The interview notes that batch size scaling, which is often ineffective in traditional RL, became beneficial once sufficiently deep models were trainable. The authors suggest that increased model capacity may be a prerequisite for exploiting larger batches.

Empirical results indicate that depth scaling can enable other scaling dimensions, rather than acting independently.

Importance of data scale

Data availability is identified as a critical factor. The experiments rely on GPU-accelerated environments capable of generating large volumes of experience in parallel, reducing the relative cost of data collection.

The authors report that significant gains typically emerge only after training surpasses tens of millions of transitions, with approximately 15 million transitions cited as a practical lower bound.

Compute considerations

Despite the scale of the models, the authors emphasize that many experiments are feasible on a single high-memory GPU, specifically an 80GB H100. While deeper networks increase per-step computation, environment interaction often dominates total runtime in RL workloads.

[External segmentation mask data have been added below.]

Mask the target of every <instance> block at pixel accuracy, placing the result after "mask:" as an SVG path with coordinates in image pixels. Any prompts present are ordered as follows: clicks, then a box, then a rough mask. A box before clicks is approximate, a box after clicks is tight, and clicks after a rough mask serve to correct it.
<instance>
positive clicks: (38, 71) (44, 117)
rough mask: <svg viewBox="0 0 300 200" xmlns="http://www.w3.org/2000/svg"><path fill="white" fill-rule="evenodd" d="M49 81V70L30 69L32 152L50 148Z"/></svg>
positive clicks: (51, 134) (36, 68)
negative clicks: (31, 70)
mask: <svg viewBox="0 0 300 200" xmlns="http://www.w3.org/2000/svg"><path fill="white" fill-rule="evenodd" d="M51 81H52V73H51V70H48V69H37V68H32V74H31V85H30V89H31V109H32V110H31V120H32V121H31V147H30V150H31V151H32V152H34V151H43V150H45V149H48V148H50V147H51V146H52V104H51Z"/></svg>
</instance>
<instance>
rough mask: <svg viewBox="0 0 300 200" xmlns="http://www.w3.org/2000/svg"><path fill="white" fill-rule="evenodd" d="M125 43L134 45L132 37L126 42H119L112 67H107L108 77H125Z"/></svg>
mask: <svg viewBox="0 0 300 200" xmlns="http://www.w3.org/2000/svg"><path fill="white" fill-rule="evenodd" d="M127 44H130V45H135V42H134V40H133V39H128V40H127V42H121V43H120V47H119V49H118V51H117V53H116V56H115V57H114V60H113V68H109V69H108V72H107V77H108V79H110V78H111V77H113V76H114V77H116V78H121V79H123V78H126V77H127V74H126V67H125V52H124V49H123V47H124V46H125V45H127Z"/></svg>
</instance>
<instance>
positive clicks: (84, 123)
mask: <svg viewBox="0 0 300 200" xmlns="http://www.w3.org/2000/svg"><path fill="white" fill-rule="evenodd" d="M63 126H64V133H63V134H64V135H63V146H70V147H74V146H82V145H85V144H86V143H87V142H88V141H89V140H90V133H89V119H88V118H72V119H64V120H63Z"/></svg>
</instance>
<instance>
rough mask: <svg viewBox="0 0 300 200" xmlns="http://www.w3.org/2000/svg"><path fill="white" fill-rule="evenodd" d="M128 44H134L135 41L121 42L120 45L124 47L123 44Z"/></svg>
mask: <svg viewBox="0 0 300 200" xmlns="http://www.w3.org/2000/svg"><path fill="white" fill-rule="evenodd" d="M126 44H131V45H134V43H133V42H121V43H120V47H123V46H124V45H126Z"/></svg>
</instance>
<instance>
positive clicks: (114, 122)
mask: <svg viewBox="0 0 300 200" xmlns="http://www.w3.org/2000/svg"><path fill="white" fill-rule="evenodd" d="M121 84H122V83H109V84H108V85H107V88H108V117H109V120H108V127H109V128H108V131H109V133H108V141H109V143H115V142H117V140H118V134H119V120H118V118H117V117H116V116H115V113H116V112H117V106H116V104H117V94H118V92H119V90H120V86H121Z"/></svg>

Per-step computation increases with depth, but data collection may remain the bottleneck.
Many environments reach near-saturation performance at moderate depths.
The limits of depth scaling under large distributed setups remain an open question.

Implications for robotics

Several evaluated environments resemble goal-conditioned robotic control tasks. The authors argue that scalable, self-supervised RL could reduce dependence on dense rewards or large demonstration datasets in robotics.

This suggests a potential alternative pathway: scaling interaction data and stable objectives rather than manual supervision.

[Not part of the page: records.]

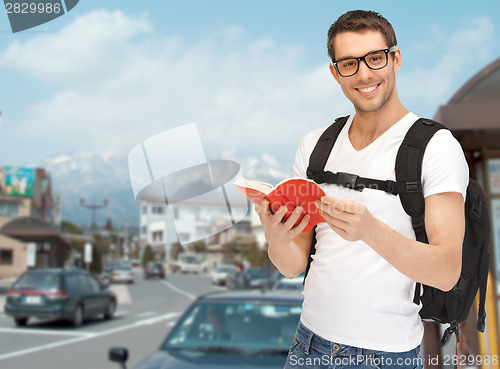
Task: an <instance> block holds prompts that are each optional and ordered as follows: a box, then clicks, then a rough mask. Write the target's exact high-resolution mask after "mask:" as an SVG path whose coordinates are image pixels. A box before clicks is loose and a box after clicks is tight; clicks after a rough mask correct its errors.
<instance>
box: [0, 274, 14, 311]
mask: <svg viewBox="0 0 500 369" xmlns="http://www.w3.org/2000/svg"><path fill="white" fill-rule="evenodd" d="M15 280H16V278H4V279H0V314H3V307H4V305H5V295H6V294H7V290H8V289H9V287H10V286H11V285H12V283H14V281H15Z"/></svg>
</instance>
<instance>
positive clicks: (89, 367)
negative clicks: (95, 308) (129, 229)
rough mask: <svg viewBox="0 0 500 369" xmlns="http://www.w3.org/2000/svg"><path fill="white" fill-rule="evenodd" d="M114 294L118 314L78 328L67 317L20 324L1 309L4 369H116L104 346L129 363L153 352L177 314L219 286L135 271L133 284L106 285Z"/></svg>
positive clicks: (191, 278)
mask: <svg viewBox="0 0 500 369" xmlns="http://www.w3.org/2000/svg"><path fill="white" fill-rule="evenodd" d="M110 289H111V290H113V291H114V292H115V293H116V294H117V296H118V308H117V313H116V317H115V319H113V320H110V321H106V320H102V319H101V318H99V317H97V318H95V319H93V320H91V321H87V322H86V323H85V324H84V325H83V326H81V327H79V328H73V327H71V326H70V325H69V324H67V323H65V322H37V321H36V320H30V322H29V323H28V325H27V326H26V327H23V328H19V327H16V326H15V324H14V321H13V320H12V319H11V318H9V317H7V316H5V315H4V314H2V313H0V368H2V369H44V368H47V369H118V368H119V366H118V365H117V364H116V363H112V362H110V361H108V349H109V348H110V347H113V346H125V347H127V348H128V349H129V361H128V364H129V365H128V368H131V367H132V366H133V365H135V364H137V363H138V362H140V361H141V360H142V359H143V358H145V357H146V356H148V355H149V354H151V353H152V352H154V351H155V350H156V349H157V348H158V346H159V345H160V344H161V342H162V341H163V339H164V338H165V337H166V334H167V333H168V332H169V331H170V329H171V328H172V326H173V325H174V324H175V322H176V319H177V318H178V317H179V315H180V314H181V313H182V312H183V311H184V310H185V309H186V308H187V307H188V306H189V304H190V303H191V302H192V301H193V300H194V299H195V298H196V297H197V296H199V295H201V294H203V293H206V292H209V291H213V290H216V289H220V288H217V287H215V286H212V285H211V283H210V277H209V276H197V275H177V274H173V275H169V276H167V279H166V280H147V281H146V280H143V278H142V272H141V271H139V270H138V276H137V279H136V283H135V284H133V285H125V284H113V285H111V286H110Z"/></svg>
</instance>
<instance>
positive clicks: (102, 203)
mask: <svg viewBox="0 0 500 369" xmlns="http://www.w3.org/2000/svg"><path fill="white" fill-rule="evenodd" d="M80 205H81V206H83V207H84V208H87V209H90V210H92V225H91V226H90V228H91V229H92V230H93V231H95V230H96V228H97V226H96V224H95V212H96V210H99V209H101V208H104V207H106V206H108V199H104V200H103V202H102V204H96V203H93V204H85V199H80Z"/></svg>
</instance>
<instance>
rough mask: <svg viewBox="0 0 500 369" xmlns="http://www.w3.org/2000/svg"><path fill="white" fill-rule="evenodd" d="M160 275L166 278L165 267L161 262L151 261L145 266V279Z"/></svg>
mask: <svg viewBox="0 0 500 369" xmlns="http://www.w3.org/2000/svg"><path fill="white" fill-rule="evenodd" d="M151 277H159V278H162V279H165V268H164V267H163V265H162V264H161V263H155V262H153V261H150V262H148V263H147V264H146V266H145V267H144V279H149V278H151Z"/></svg>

Future research directions

Training deep teacher models followed by distillation or pruning for deployment.
Joint scaling of depth, width, and batch size with sufficient compute.
Further theoretical analysis of why contrastive objectives scale more reliably than TD regression.
Evaluation on real robotic platforms and more challenging sim-to-real tasks.
Investigation of compositional generalization as a complementary mechanism.

Summary

Overall, the work demonstrates that reinforcement learning can enter a favorable scaling regime by adopting self-supervised learning principles. While the extreme depth figures are notable, the primary contribution lies in identifying a combination of objective, architecture, and data scale that enables consistent performance improvements.